Friday night the Kid asked if he could take the guinea pig outside on the front lawn. I agreed but said that it couldn’t leave our property. So being 11 years old and knowing exactly where I stood on the issue, he consciously defied me and took the guinea pig down to the Gypsies. After I caught him walking back with the pig, he admitted to his defiance.
The Gypsies threw both pigs into a cardboard box, and according to the Kid the female danced around the male a little but he wasn’t interested. I’m not surprised. The pig isn’t the smartest pet I’ve owned. In fact the gerbils I care for show more personality than the pig does even though he’s 15x their size.
We inherited the pig after the Kid got it from one of his friends whose parents were getting divorced a few months ago. There was some deception there as well, since he called and told me that “Mom says it’s okay to get the guinea pig.” I later learned that the Wife had not said any such thing, and had said that we would “discuss it later.”
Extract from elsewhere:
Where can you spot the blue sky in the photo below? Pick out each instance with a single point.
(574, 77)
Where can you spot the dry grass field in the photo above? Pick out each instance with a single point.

After I caged the pig the Wife and I grilled him on his defiance. He broke down crying and promised never to do it again. Since it was his first offense and most of our information came from his “confession” I made it clear that he would not be punished this time, but that any future defiance would be punished regardless of whether we obtain a confession or not. I made it clear that confessions would mitigate the punishment but not prevent it altogether. We also explained why we didn’t want to breed the pig, how the parenting skills of the Gypsies weren’t the best (a few days before I saw grandpa/dad riding a ten speed with a toddler on his shoulders; neither one wore a helmet although I’m sure the toddler would have acted like one had he fallen) and we didn’t want to be responsible for being babies into an unhealthy situation. That finally got through to the Kid better than the threat of punishment, and now I’m pretty confident he won’t mess with the Pig again.
He’s 11 1/2. I know this is only the beginning but I am prepared.